Zakopiański szpital ma możliwość wykonywania biopsji fuzyjnej prostaty?
- Tak, to bardzo dobra wiadomość dla pacjentów - mamy możliwość wykonania biopsji fuzyjnej. Wykonaliśmy już takie zabiegi w ramach procedury NFZ, a do tej pory większość ośrodków w Małopolsce wykonuje je tylko odpłatnie. My robimy to w ramach kontraktu z NFZ, żeby poprawić wykrywalność tego schorzenia, poprawić jakość i komfort życia naszych pacjentów. Każdy z Polski może do nas przyjechać i umówić termin takiej biopsji.
Potrzebne jest skierowanie?
- W przypadku biopsji fuzyjnej tak – niezbędne jest skierowanie na Oddział Urologiczny. Do tego potrzebne jest obrazowanie rezonansem gruczołu krokowego, najlepiej aparatem trzyteslowym, z dobrym opisem gruczołu krokowego. Radiolog oceni i wytypuje wstępnie punkty, które powinniśmy ukłuć. Spora ilość aparatów rezonansu magnetycznego w Polsce jest 1,5-teslowa, ale to też wystarczy, nie jest on tak dokładny, ale można zlokalizować podejrzane zmian. Są one poem oceniane w skali 1-5, a biopsja wykonywana jest przy wyniku 4 i 5. Przy niższym wyniku, jeśli są nieprawidłowości w badaniu fizykalnym, lub dodatni wywiad rodzinny, wtedy też czasem decydujemy o kwalifikacji do biopsji fuzyjnej stercza. Bardzo ważny jest tutaj wywiad rodzinny, jak nasz ojciec lub dziadek miał raka prostaty, do kontroli urologicznej powinniśmy zgłaszać się regularnie wcześniej. Wtedy też warto już po 40 roku życia rozpoczynać oznaczenia PSA, a każdy mężczyzna w wieku 45-50 lat powinien mieć wykonane to badanie.

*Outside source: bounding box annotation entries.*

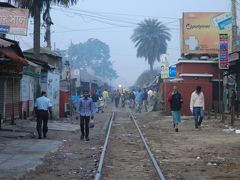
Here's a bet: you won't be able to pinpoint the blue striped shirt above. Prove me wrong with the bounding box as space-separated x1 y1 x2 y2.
35 96 52 111
78 97 94 116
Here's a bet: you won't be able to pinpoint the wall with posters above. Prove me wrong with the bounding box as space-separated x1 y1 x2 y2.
180 12 232 56
0 7 29 36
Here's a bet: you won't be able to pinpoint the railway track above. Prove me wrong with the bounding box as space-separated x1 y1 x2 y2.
95 109 165 180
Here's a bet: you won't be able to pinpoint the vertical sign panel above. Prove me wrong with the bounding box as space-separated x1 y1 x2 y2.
218 34 229 69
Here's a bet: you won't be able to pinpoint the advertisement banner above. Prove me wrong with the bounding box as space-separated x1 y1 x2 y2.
218 34 229 69
181 12 232 55
0 7 29 36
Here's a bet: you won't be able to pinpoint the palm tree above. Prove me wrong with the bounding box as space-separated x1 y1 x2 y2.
131 19 171 72
8 0 78 58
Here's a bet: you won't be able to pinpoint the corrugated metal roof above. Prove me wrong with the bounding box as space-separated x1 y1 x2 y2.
0 49 28 65
24 48 61 57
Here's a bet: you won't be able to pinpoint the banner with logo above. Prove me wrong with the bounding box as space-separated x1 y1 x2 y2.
0 7 29 36
181 12 232 55
218 34 229 69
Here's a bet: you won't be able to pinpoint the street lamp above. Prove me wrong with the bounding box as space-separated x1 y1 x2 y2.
64 61 72 117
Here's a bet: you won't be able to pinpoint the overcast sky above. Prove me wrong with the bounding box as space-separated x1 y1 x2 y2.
6 0 231 85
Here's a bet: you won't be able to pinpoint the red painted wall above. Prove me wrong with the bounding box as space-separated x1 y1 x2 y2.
176 63 222 79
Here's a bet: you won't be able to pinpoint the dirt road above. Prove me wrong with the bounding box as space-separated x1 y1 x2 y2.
13 106 240 180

Taka biopsja fuzyjna prostaty wiąże się z hospitalizacją?
- To tzw. zabieg jednego dnia. Oczywiście każdy człowiek jest inny, podchodzimy indywidualnie do każdego pacjenta.. Jak jest potrzeba, zostawiamy pacjenta na drugi dzień, żeby doszedł do siebie, stosujemy też leczenie przeciwbólowe, jeśli to konieczne. Normalny też jest lęk przed tak procedurą medyczną i zawsze staramy się pacjenta uspokoić i wyciszyć. Ale najczęściej pacjent wychodzi tego samego dnia.